The Module Layout is the last step of your development for the study of a PV system: it can only be defined after the careful definition of the 3D shadings scene.

 

Incidentally, this tool is also useful for an easy design of the module wiring organization within your PV system.

This is a very technical aspect of the presentation of your system. Therefore it is not part of the final simulation report, but it can be printed independently.

In this tool, you should import the field areas defined in the 3D shading scene, and fill them with the real modules specified as sub-arrays during the system design, as strings connected to inverter inputs. Therefore both System and Shading 3D scene should be fully defined before completing this part.

The PV modules are distributed on each 3D-subfield area (called "Table"), either in portrait or in landscape. You can specify the spacing between modules.

We define a sub-module as the set of cells protected by one by-pass diode (usually up to around 18-22 PV cells). Each sub-module is supposed to be a row in the module, and the direction of the sub-modules has also to be specified.  The shadings will be be evaluated at the sub-module level.  

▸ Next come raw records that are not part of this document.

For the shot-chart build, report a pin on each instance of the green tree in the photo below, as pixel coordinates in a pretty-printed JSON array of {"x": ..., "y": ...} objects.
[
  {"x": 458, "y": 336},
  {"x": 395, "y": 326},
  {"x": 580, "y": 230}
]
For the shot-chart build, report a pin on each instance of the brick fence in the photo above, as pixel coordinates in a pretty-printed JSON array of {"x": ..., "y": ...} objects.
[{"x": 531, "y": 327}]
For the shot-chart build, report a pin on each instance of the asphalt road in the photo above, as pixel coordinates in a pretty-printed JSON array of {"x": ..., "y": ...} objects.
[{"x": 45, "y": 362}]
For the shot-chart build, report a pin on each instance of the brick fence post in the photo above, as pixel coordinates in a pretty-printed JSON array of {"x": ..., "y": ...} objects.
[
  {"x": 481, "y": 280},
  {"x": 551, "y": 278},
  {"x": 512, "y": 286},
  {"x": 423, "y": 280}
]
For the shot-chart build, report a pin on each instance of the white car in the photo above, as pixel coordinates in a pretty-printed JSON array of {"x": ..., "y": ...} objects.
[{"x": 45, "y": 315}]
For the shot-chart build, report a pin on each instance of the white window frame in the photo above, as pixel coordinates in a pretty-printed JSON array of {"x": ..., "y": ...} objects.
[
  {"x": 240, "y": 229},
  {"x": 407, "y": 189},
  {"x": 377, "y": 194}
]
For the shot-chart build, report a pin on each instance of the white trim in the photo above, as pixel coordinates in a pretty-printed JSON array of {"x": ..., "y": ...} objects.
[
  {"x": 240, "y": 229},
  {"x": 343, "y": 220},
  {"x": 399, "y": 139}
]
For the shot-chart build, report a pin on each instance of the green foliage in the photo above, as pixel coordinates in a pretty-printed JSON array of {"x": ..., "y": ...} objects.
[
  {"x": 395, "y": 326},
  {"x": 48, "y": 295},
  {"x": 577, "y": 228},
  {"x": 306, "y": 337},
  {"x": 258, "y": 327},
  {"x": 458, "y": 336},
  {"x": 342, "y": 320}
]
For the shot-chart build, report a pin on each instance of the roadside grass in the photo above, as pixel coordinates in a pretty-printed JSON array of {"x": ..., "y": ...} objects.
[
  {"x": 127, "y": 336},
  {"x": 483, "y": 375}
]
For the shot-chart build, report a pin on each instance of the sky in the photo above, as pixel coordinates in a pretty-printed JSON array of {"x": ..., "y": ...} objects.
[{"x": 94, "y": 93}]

Each module has to be attributed electrically to a string of the system, i.e. a given MPPT input of the inverters. The electrical behaviour will be computed according to shadings for each circuit,  i.e. for each MPPT input. The tool allows to visualize the electrical composition of the I/V characteristics and the loss on each MPPT input, for given shading figures.

The electrical calculations are done taking the beam and diffuse components into account. Even when a sub-module is completely shaded (regarding the beam component), there is a remaining diffuse irradiance which ensures a minimum current in this string. The diffuse incident irradiance is coming from all directions, it is supposed homogeneous and to be affected by a constant shading factor, calculated once only for the whole year. Eventual albedo is also evaluated using a constant shading factor.